Boldt responded with admirable restraint:
“My wife was the bank teller involved”. (paraphrased).
So, three monitors produced Topix as we knew it.
Bye to comments even WITH moderation.
Clearly, it would take MORE than three folks.
A link I gave above shows the ferocity of monopoly in town. It shows savage underhandedness in capitalism as we thought we knew it, for there is no capitalism in Erie, press or tower.
They control what can be entered into your mind.
Indeed, the fear of blogs is someone else telling you “other versions” of truth, for you to weigh in on.
Almost all political stories locally, are done by an ETN blogger!
Notice how little folks know and understand about candidates each year?
Heavy D is a reader and advertiser.
We have discussed Comments, a Poll on them, and Heavy D and I have exchanged words on comments at ETN in this forum previously, when he opined that it never dawned on him (then) that ETN big-wig lied to him.
http://www.pressandtower.com/2009/04/paycuts-price-increases-arrive-at-the-times-news/comment-page-1/#comment-6243
[My analysis precedes his comment back then]
(That whole discussion a year ago was the same as today; No Comment Allowed from the Public.
Letters to the Editor (as rewritten by ETN, or sanctioned holy writers who are always posted…Corbin Fowler, Johnson, Rios, whatever,) are Permitted
But Erie BlogWatch throws in the PAID E edition with all the bells and whistles and ads and each page “as is” daily. Of course, EBW adds nothing to the evidence that Comments exist in the paid version (I dunno).
(And the video for E – edition was NOT closed captioned)
But if I was an advertiser with ETN, and CyberInk is owned by them and regurgitates ETN verbatim daily, then I would seriously challenge this monopoly company and say “WHY aren’t you running my ads in ETN, GoErie, and the Eedition simultaneously?”
It must be possible to run all the ads online, since Erie BlogWatch said it is done.

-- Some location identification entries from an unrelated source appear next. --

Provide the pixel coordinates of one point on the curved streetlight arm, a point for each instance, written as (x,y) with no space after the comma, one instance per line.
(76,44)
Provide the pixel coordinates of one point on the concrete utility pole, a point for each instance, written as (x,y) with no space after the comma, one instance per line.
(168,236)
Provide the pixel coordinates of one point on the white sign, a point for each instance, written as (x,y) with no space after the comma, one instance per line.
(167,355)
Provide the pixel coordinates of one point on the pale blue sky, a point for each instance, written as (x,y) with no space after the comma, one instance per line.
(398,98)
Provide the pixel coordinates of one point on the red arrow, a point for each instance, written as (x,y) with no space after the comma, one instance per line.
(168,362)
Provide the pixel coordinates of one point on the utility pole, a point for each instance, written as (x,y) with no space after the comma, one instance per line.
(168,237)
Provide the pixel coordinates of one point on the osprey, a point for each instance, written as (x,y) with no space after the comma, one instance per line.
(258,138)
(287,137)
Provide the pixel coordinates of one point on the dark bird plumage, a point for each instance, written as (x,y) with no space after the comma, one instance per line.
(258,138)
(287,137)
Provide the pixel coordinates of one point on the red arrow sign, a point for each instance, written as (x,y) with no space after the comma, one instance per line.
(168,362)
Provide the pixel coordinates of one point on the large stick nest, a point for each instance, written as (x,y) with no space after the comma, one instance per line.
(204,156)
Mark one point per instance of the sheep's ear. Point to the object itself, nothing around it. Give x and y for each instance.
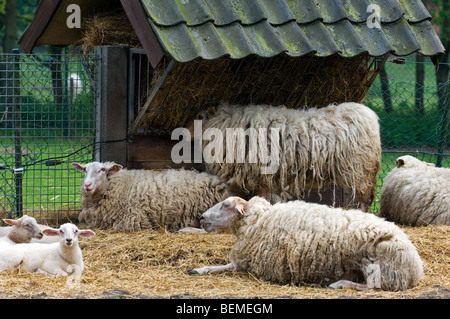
(114, 168)
(12, 222)
(86, 233)
(400, 162)
(50, 232)
(79, 167)
(239, 205)
(210, 112)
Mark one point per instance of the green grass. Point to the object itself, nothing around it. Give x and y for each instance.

And, I would stop running my ads until they did place them wherever possible.
Or, you could place your ads with Rena Tran in the above link, as she gains steam on competing with a monopoly.
Ironically, Heavy D had it from the horse’s mouth as early as April 29, 2009 that Comments were coming back at ETN. Uh, they lied.
Given all this, I have to say I have dropped reading many venues for the comments they allow. It seems a few people in every region see the online newspaper as their personal territory to pee all over and mark.
I was an original and permanent subscriber to USA Today.
Their graphics were second to none.
But when I see an article of great interest online, followed by 5,000 to 10,000 comments, and many of those are spam — same comment over and over in a cut and paste over time—I quit reading USA Today.
In the hearing world, folks seem civil to talk to.
I am deaf. My world is visual, and written word, and if lucky, Closed Captioned (very rare, you will find when you’re deaf).
So I read comments voraciously as this is communication to me. But, the level of writing, I do not mean incivility here, I mean the basics of conveying a thought, or being remotely related to the article, or comprehending what you have read, all seem to have gone awry when everyone was handed a QWERTY board to type, as opposed to professional journalists jotting information.
This dumbing down and complementary focus on entertainment as news, coupled with instantaneous lifestyle across the board, seems to have had a very negative intrusion to intelligence in writing.
Few, few comments are worth reading anymore.
The major spots, like WSJ, are requiring use of full name and email (not posted) to comment.
I stopped my subscription to the WSJ, and limit reading it online, since even with full, real names, the same folks over and over lambast the opposing folks over and over. We are polarized in thought, and fractured at expressing a comment worth reading.
Maybe Comment Writing needs taught as a full subject in schools, akin to Language, Spelling, Grammar, Conveying Concepts. There are precious few good writer’s doing commentary in response to an article. anywhere. anytime.